Wagramer Historientage 2026 – Feierliche Kranzniederlegung beim Denkmal der Schlacht bei Wagram
Am Freitag, dem 3. Juli 2026, fand im Rahmen der Wagramer Historientage 2026 die traditionelle Kranzniederlegung beim Denkmal der Schlacht bei Wagram statt. Dieser feierliche Gedenkakt ist seit vielen Jahren ein fester Bestandteil der Veranstaltungen rund um die Erinnerung an die Schlacht bei Wagram von 1809.
Im Anschluss an die feierliche Gedenkmesse vor der Monumentalkapelle zogen die Teilnehmerinnen und Teilnehmer mit musikalischer Begleitung durch die Allee zum Denkmal in der Sachsenklemme. Dort wurde der Kranz von Museumspräsident Friedrich Quirgst, Mag. Franz Spehn, Vizepräsident der Museumsgesellschaft Deutsch-Wagram, sowie Mag. Michael Wenzel, Direktor des Napoleonmuseums, niedergelegt.
Begleitet wurde die Zeremonie vom Infanterie-Regiment Nr. 3 „Erzherzog Carl“ in historischer Uniform. Die Anwesenheit des IR 3 stellte eine sichtbare Verbindung zur Zeit der Napoleonischen Kriege her und verlieh dem Gedenken einen besonders würdevollen Rahmen.

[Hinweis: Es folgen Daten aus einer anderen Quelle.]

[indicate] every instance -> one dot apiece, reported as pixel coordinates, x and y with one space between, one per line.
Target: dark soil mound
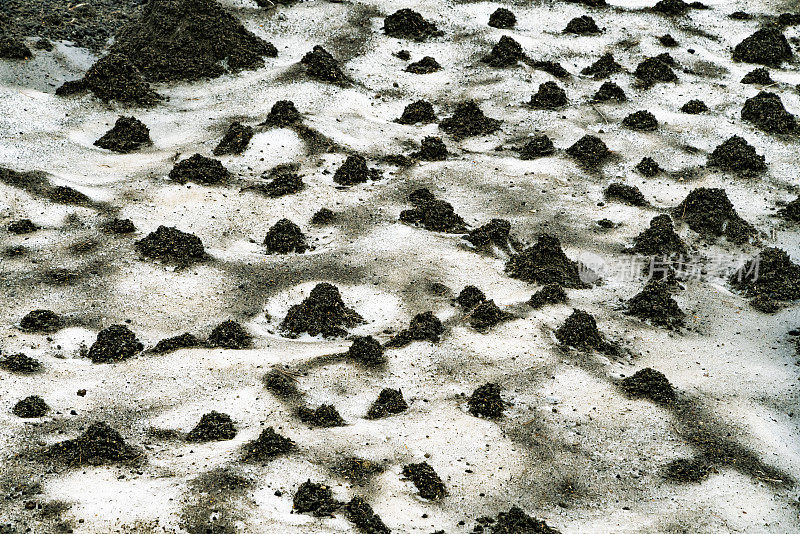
235 140
549 294
589 151
767 46
649 384
428 483
171 245
316 499
655 304
640 120
268 445
549 96
213 426
502 18
468 120
629 194
545 263
390 401
127 135
113 77
505 53
324 416
419 112
354 171
199 169
321 65
99 444
736 154
30 407
583 25
41 321
610 91
408 24
114 344
766 111
603 67
322 313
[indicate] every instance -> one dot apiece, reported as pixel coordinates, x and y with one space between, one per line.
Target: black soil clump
767 46
114 344
127 135
428 483
235 140
737 155
322 313
199 169
169 244
390 401
766 112
545 263
468 120
710 213
649 384
213 426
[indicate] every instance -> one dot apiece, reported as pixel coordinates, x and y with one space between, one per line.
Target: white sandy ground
568 422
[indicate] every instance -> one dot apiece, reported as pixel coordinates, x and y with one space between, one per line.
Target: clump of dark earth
545 263
20 363
655 304
610 91
428 483
360 513
549 96
549 294
641 120
583 25
324 416
171 245
766 112
354 171
408 24
649 384
99 444
694 107
127 135
41 321
767 46
235 140
390 401
426 65
316 499
468 120
114 344
419 112
283 113
213 426
423 327
322 313
268 445
590 151
285 237
505 53
736 154
502 18
629 194
759 76
486 401
199 169
113 77
603 67
320 64
30 407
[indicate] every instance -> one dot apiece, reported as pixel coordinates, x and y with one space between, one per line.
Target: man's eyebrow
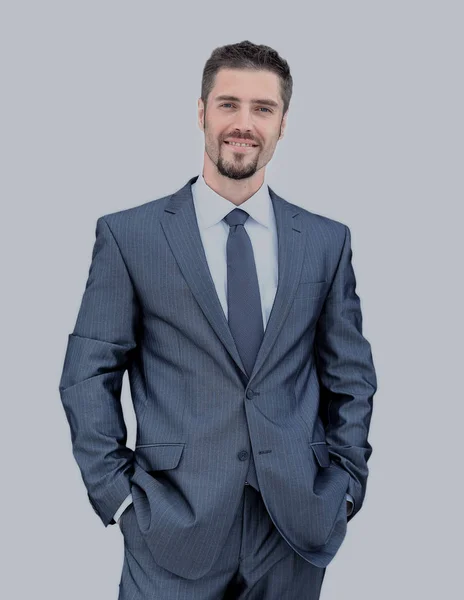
266 101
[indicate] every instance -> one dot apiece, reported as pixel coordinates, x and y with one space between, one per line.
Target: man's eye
225 104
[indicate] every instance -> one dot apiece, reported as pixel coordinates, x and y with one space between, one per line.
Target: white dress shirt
210 210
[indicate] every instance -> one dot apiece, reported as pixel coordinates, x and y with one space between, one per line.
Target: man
235 314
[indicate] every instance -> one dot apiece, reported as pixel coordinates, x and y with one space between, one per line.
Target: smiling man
236 315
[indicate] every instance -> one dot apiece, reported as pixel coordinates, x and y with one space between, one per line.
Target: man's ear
201 114
283 125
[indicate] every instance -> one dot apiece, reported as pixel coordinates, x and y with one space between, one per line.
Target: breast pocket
311 289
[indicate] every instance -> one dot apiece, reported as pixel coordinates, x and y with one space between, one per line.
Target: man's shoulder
136 216
317 221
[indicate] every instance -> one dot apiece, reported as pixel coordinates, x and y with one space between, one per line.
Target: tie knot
236 217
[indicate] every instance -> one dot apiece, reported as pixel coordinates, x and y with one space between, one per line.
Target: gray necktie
243 301
243 298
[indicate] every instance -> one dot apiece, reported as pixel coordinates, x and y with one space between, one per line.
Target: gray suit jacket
150 306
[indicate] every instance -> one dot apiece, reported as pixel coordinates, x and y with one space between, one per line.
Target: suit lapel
180 226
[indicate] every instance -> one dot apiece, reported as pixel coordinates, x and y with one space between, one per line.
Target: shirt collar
211 208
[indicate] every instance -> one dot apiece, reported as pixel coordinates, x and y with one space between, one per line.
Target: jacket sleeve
98 352
347 376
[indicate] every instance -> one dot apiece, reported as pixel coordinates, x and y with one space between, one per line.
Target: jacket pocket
160 456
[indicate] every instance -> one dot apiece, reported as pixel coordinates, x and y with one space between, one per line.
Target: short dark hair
246 55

Für die musikalische Umrahmung sorgte das Blasorchester der Musikschule Deutsch-Wagram. Die feierlichen Klänge begleiteten den Weg zum Denkmal und unterstrichen den Charakter des stillen Erinnerns.
Das Denkmal der Schlacht bei Wagram wurde im Jahr 1909 errichtet und zählt bis heute zu den bedeutendsten Erinnerungsorten Deutsch-Wagrams. Es steht an der sogenannten Sachsenklemme, einem Abschnitt des ehemaligen Schlachtfeldes, an dem im Juli 1809 besonders schwere Kämpfe stattfanden. Die jährliche Kranzniederlegung erinnert an die Gefallenen der Schlacht und stellt zugleich das friedliche Gedenken in den Mittelpunkt.
Auch 217 Jahre nach der Schlacht bei Wagram bleibt dieser Ort ein wichtiger Platz des Erinnerns. Die Kranzniederlegung macht deutlich, dass historische Vermittlung und würdiges Gedenken eng miteinander verbunden sind – gerade in einer Zeit, in der Frieden und Versöhnung von besonderer Bedeutung sind.
Die Museumsgesellschaft Deutsch-Wagram dankt allen Beteiligten, insbesondere dem Blasorchester der Musikschule Deutsch-Wagram, dem Infanterie-Regiment Nr. 3 sowie allen Helferinnen und Helfern, die zur würdigen Gestaltung dieser Gedenkveranstaltung beigetragen haben.